Like the Chimney Swifts we have here in North America, Common Swifts historically have nested in natural cavities. But in recent centuries the birds have found human habitat to be more to their liking. In a rare instance of development helping birds, the swifts have adapted to nesting in the cracks and cavities in manmade structures. And in some locations, people have installed specially designed birdhouses, which the swifts readily accept. Hey, that sounds like an opportunity. Maybe I should open a birding shop in Kolkata. Although, the commute could be a problem. I’ll have to look into that.
When the male swift arrives in the spring (from Africa), he immediately claims his old nest site. He is obsessed with last year’s nest and will fight to keep all other intruders away, including females. Eventually though, a brave female will tentatively enter the cavity and if he strokes her chin, it’s all good. But the female shouldn’t get too comfortable in the relationship. He often spends less time defending her and more time protecting his nesting cavity (like a middle-aged American male with a Corvette).
Common Swifts are gregarious birds and frequently nest in colonies of up to forty pairs. That’s good, since swifts eat a lot of nasty insects. However, if your house has enough cracks and crevices to support eighty swifts, your property probably needs a bit of maintenance. Folks who are lucky enough to have swifts nesting in their building will likely see something very few other people ever get to see, a Common Swift land. Swifts love to fly, only stopping long enough to raise a family. The rest of the year they remain aloft, without ever landing. Really. That means they eat, drink, sleep and even mate on the wing, making swifts the founding members of the Mile High Club.

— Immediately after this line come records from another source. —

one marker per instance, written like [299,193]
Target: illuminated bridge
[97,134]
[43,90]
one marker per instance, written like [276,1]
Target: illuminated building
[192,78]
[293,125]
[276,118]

How do we know swifts never land? For years researchers were baffled by the fact that they couldn’t find any swifts roosting on their wintering grounds. They suspected the birds may remain in the air continuously, but could never prove it. Then the iPhone came out. No, they didn’t call the birds or try to text them. But those tiny accelerometers, which allow us to play games on our phones, were affixed to migrating swifts. From the time the birds left their breeding grounds, until the moment they returned in the spring, which was ten months later, the accelerometers never stopped moving and the birds never stopped flying. (However, their cell phone bills were huge.)
This brings us to your question: If the swifts are always flying, why do you only seeing them at dusk? I’ll explain my theory with a story. There once was a time when I coached Little League baseball. (Baseball is a game like cricket, only a lot less British.) As you might have expected, I would keep one eye on the game and one eye on whatever birds were passing overhead. At sunset, the area over the field became filled with Chimney Swifts. This happened so often that I simply assumed the swifts only came out in the evening. I later learned this wasn’t true. Chimney Swifts are active all day, but often they are simply flying too high to be seen. Why did they come to this field in the evening? Probably for the same reason you see your birds at dusk…for food. Insects tend to “come out” when it starts getting dark. Also, many flying insects are especially attracted to artificial lights, even city lights. I’m not saying your neighborhood has a lot of bugs…but the swifts might be.
I’m honored that you wrote to me, Somnath. I hope to travel to India someday. It would be great to see some of your birds, to be among so many fellow vegetarians and perhaps to go for a hike in the jungle and get a glimpse of a tiger. Tigers are also vegetarians, right? Oh, I’m sure they are.